The differences in blood pressure observed in this study were seen in a population with relatively high habitual intakes of flavan-3-ol and not any supplementation as has been used in intervention studies. In this context, it is noteworthy that, while representative of the UK population, the diet of participants of EPIC-Norfolk regarding flavan-3-ol intake may not be representative of countries without a strong tea culture, including countries in continental Europe and the US15. Compared to EPIC-Norfolk, it is therefore possible that a larger fraction of the population in countries without a tea culture could benefit from increasing the intake of flavan-3-ol in their diets. In addition, the question is still open as to whether or not the intake of flavan-3-ols beyond the ranges in the EPIC-Norfolk population would be associated with a further reduction in blood pressure. In any case, the large variability of flavan-3-ol content in foods precludes the identification of a diet that would result in a given increase of flavan-3-ol intake. While incorporating foods and beverages, such as tea, apples and berries, would probably increase intake of flavan-3-ols in the diet, it will depend not only on the type of food, but also on the actual product variety (species) consumed, the manufacturing conditions in which that product was generated and preserved and mode of preparation. This makes more specific recommendations impossible.

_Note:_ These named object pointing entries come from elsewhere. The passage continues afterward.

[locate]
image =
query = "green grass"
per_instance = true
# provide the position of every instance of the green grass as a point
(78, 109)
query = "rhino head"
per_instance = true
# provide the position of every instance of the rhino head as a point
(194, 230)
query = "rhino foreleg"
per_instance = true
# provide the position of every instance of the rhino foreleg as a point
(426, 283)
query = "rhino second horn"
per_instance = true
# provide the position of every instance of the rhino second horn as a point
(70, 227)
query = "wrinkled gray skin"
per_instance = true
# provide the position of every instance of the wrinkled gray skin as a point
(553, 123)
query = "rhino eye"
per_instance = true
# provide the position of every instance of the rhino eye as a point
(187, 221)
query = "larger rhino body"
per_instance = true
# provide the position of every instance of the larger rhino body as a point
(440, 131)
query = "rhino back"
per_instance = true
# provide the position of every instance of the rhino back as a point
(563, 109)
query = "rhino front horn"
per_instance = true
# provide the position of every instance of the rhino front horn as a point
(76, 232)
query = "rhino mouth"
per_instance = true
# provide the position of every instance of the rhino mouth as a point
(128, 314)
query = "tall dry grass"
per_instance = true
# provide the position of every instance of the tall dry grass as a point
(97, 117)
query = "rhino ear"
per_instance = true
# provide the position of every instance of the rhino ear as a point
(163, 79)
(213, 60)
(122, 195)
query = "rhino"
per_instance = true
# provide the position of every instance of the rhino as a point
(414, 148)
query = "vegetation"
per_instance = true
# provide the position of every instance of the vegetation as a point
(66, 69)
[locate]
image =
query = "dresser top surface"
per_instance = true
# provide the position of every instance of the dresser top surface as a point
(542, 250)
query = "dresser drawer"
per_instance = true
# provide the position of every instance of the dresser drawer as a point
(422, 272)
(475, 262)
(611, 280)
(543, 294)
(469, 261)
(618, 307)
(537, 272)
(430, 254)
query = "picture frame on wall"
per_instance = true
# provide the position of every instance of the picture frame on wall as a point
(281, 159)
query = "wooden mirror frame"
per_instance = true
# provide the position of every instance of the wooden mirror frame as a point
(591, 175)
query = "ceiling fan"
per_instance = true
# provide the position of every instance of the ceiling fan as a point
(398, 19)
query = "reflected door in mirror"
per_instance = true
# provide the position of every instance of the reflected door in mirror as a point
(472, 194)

The biomarkers used in this study were surrogate biomarkers29. They are used to rank participants according to intake, but it is not possible to use them to calculate the actual amount of flavan-3-ol consumed. In order to estimate the amount consumed by participants in the top decile of intake, we have therefore used data from 7-day food diaries and calculated flavan-3-ol intakes using not only mean food content, as is common practice, but the entire range of reported food content (Fig. 5). Participants in the top decile of flavan-3-ol intake consumed at least 146 mg/day when using minimum, and 618 mg/day when using maximum food content (260 mg/day when using mean food content data) of flavan-3-ols, and at least 4 mg/day (minimum food content) or 138 mg/day (maximum food content) of (–)-epicatechin (36 mg/day when using mean food content data). While these figures provide an initial estimation, further efforts are needed to obtain a more precise number if these data are expected to be used for the development of dietary recommendations of flavan-3-ols as bioactive.

Strengths and limitations

The EPIC-Norfolk cohort is ideally placed to investigate potential associations between flavan-3-ol intake and cardiovascular disease risk factors, not only because of its size, but also because it is set in a population with habitually high flavan-3-ol intake22. The main strength of the study is the use of robustly evaluated nutritional biomarkers to estimate flavan-3-ol27 and (–)-epicatechin28 intake and the use of 7-day-food diaries for dietary data. A limitation of the study is the reliance on a single spot-urine sample, as multiple samples would have provided a more representative estimation of habitual intake. The plasma half-life of gVLM, approximately 6 h, is sufficient to achieve steady-state like conditions with regular consumption27. As the main source of flavan-3-ol intake in a UK cohort is tea22, which is consumed regularly in a UK population, it can provide information on longer term intake. The half-life of SREM is considerably shorter, 2 h, and the biomarker therefore reflects mainly short-term intake. Further limitations are the largely cross-sectional nature and the inability to derive actual intake from surrogate biomarkers, only allowing the ranking of participants according to intake29.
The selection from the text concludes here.